Russia has been negotiated with Azerbaijan to extend the lease of the Soviet-era radar, which it has operated under a 2002 agreement due to expire on December 24 this year.
The Russian Kommersant business daily reported in late February that Azerbaijan had demanded Russia pay $300 million instead of the previously agreed $7 million for the lease, which Russia is seeking to extend until 2025.
The source in the Russian Defense Ministry also said that size of the price increase was unreasonable, since the radar needed a full renovation and the sum Baku was demanding for the lease was comparable to the cost of constructing a new radar.
In 2007 Russian President Vladimir Putin suggested sharing Gabal radar station with the United States, instead of deploying the NATO missile defense shield in Czech Republic.
In early April, Armenian Prime Minister Tigran Sargsyan said that Yerevan was ready to provide a site on its territory for construction of a new Russian radar station if Moscow failed to agree on extending the Gabala with Azerbaijan.

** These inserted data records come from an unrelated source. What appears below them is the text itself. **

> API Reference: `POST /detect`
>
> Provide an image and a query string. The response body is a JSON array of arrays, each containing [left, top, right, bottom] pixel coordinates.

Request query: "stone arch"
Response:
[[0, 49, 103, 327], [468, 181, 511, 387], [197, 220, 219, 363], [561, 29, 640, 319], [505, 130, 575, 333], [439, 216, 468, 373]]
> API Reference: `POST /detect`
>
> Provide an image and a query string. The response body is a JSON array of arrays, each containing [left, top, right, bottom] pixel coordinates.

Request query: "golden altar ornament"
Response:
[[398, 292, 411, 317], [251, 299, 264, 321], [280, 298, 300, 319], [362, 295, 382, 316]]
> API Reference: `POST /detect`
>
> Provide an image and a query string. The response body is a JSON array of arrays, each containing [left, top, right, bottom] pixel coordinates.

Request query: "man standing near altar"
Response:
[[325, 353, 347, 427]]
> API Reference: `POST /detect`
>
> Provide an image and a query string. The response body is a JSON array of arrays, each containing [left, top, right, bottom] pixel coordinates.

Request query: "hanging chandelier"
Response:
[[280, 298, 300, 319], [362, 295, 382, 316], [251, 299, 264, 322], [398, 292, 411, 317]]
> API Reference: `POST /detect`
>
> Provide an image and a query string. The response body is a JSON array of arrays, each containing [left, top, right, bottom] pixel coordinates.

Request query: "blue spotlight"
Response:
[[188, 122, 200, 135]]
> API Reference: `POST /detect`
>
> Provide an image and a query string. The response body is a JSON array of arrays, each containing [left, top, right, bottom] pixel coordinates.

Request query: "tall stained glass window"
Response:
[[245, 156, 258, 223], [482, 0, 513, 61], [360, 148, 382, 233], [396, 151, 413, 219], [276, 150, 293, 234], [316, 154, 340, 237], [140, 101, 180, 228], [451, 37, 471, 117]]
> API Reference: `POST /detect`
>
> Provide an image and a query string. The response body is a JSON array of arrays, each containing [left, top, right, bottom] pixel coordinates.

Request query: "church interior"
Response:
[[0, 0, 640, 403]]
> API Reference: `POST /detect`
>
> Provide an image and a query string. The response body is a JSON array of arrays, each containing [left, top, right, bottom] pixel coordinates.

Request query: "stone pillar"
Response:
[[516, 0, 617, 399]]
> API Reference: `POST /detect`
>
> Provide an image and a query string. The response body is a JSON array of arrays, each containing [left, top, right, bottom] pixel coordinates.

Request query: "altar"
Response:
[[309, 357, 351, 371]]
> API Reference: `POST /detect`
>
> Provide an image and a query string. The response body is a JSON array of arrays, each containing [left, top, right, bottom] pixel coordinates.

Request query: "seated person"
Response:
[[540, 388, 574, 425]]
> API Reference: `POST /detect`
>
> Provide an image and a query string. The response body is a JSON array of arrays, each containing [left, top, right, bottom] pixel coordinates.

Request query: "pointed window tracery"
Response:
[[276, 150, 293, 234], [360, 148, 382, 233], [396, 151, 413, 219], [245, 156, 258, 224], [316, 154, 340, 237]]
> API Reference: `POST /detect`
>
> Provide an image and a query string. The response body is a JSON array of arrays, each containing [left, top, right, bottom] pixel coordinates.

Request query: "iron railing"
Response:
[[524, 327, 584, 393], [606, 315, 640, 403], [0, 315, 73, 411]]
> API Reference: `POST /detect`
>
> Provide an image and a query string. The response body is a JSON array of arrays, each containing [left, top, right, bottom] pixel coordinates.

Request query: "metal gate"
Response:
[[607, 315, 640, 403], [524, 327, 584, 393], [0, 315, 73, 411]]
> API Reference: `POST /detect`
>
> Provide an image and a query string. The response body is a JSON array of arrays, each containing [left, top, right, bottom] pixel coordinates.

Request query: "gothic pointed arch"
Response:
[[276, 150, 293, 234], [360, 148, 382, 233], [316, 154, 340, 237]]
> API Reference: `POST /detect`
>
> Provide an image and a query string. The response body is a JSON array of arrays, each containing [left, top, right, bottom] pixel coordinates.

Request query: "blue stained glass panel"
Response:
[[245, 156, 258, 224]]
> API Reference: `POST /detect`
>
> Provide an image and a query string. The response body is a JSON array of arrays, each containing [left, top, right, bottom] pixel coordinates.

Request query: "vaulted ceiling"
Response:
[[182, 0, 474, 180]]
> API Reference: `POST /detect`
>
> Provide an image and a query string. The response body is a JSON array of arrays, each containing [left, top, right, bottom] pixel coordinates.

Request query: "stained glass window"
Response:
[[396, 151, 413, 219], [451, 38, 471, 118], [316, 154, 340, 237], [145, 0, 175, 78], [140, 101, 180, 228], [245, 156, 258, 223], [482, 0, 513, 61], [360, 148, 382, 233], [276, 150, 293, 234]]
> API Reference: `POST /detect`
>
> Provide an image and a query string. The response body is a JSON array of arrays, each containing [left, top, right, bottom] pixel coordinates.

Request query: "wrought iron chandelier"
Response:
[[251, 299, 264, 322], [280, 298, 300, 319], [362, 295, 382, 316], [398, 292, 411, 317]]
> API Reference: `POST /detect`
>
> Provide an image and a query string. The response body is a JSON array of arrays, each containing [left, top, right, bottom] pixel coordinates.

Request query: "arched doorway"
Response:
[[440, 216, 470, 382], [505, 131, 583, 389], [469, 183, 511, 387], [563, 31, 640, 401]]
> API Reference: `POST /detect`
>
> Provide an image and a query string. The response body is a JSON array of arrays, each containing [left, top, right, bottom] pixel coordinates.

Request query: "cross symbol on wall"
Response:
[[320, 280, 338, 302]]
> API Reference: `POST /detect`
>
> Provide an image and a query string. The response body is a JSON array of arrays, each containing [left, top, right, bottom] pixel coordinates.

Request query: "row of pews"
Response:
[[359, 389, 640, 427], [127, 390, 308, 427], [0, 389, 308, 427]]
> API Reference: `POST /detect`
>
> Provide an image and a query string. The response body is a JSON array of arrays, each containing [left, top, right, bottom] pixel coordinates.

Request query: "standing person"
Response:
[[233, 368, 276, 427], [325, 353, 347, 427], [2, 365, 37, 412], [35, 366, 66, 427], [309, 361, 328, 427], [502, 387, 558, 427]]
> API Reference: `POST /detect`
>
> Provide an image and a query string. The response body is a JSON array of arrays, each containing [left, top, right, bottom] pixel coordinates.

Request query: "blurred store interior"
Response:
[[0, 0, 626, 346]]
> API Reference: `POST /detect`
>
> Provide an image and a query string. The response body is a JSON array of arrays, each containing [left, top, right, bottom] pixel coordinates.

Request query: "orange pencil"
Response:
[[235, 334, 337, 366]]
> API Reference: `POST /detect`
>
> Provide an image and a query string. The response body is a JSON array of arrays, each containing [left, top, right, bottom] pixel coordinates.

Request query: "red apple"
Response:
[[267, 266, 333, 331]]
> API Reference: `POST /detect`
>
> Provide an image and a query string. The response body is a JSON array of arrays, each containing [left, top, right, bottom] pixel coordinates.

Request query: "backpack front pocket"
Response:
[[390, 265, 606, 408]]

On Wednesday Russia placed its new Voronezh-M long-range missile warning radar on duty in the Irkutsk region of Siberia, marking a major increase in its missile early warning system capability.
The new Voronezh-M station can detect ballistic targets up to 6000 kilometers and cover an arc from India to the United States.
Moscow has been concerned by U.S. plans to expand missile the defense shield in Europe, and announced in early May that it could introduce its massive Don-2NP radar system near Moscow as part of an agreement with NATO on a European missile defense plan to counter medium and long-range missiles.
The Don-2 radar, known to U.S. arms control negotiators in the 1980’s as the “pyramid” and to NATO as Pill Box, was put into operation around 1989, and was the centerpiece of the USSR’s anti-missile defense system. The 100-meter square, 45 meter high phased-array radar, with 360 degree coverage, could detect small objects in space, and was linked to interceptor missiles.